Il certificato di titolo esecutivo europeo, distinto rispetto al decreto ingiuntivo nazionale, integra e completa, quest'ultimo in modo da renderlo idoneo alla circolazione intra europea: tanto che la sua funzione può equipararsi ad una sorta di formula esecutiva intraeuropea conferendogli il riconoscimento della sua idoneità a circolare nello spazio giuridico comunitario.

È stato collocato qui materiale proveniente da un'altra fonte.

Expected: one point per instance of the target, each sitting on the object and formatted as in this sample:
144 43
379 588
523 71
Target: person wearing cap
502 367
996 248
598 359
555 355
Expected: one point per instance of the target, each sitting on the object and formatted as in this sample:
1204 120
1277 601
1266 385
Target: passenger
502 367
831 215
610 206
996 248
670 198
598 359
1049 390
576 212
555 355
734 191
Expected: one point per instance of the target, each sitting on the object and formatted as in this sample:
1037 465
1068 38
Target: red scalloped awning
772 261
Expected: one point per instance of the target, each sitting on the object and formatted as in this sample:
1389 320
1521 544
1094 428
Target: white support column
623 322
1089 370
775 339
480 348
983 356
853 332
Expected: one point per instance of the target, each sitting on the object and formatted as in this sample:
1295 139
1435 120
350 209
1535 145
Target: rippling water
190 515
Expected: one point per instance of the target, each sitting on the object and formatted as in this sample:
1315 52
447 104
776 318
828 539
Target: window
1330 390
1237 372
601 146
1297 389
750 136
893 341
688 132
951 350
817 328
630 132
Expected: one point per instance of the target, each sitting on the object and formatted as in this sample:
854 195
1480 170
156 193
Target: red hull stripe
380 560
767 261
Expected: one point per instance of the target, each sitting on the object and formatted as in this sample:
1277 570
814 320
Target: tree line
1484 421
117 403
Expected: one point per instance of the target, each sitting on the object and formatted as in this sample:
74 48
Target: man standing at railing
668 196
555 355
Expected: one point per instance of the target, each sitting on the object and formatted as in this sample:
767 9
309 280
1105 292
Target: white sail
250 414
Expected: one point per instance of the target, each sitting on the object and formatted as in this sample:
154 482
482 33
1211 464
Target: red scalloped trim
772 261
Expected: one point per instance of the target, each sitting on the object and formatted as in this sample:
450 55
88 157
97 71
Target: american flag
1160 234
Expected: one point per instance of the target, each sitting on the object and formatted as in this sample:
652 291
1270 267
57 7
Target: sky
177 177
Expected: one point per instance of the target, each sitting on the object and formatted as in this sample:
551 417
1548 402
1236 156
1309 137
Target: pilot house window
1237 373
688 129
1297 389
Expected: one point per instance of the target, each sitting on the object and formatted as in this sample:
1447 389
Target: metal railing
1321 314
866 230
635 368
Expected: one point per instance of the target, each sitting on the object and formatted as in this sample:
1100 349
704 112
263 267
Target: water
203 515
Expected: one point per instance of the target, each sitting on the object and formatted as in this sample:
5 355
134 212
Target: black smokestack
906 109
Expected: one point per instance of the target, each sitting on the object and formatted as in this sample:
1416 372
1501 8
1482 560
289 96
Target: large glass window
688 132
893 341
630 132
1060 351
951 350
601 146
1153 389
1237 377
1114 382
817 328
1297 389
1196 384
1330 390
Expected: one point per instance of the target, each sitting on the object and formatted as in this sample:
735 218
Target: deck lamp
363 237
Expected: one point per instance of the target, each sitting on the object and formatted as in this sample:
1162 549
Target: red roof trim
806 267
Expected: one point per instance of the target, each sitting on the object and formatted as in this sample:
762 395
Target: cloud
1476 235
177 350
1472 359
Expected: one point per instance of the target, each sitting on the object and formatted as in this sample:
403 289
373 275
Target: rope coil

La normativa europea prevede che debba essere possibile per il debitore impugnare non già il certificato di titolo esecutivo europeo, ma il titolo stesso, quando la domanda giudiziale o la citazione a comparire in udienza non sia stata effettuata in tempo utile a consentirgli di presentare le proprie difese, per ragioni a lui non imputabili, oppure, quando il debitore non abbia avuto la possibilità di contestare il credito a causa di situazioni di forza maggiore o di circostanze eccezionali per ragioni a lui non imputabili, purché in entrambi i casi agisca tempestivamente.

Il che porta a concludere che le contestazioni del debitore relative al processo conclusosi con il decreto ingiuntivo poi certificato come europeo vanno mosse esclusivamente avverso il titolo esecutivo domestico e coi mezzi di impugnazione di questo, potendo solo in esito ad essi conseguire il risultato di rimuovere l'efficacia del certificato europeo già rilasciato.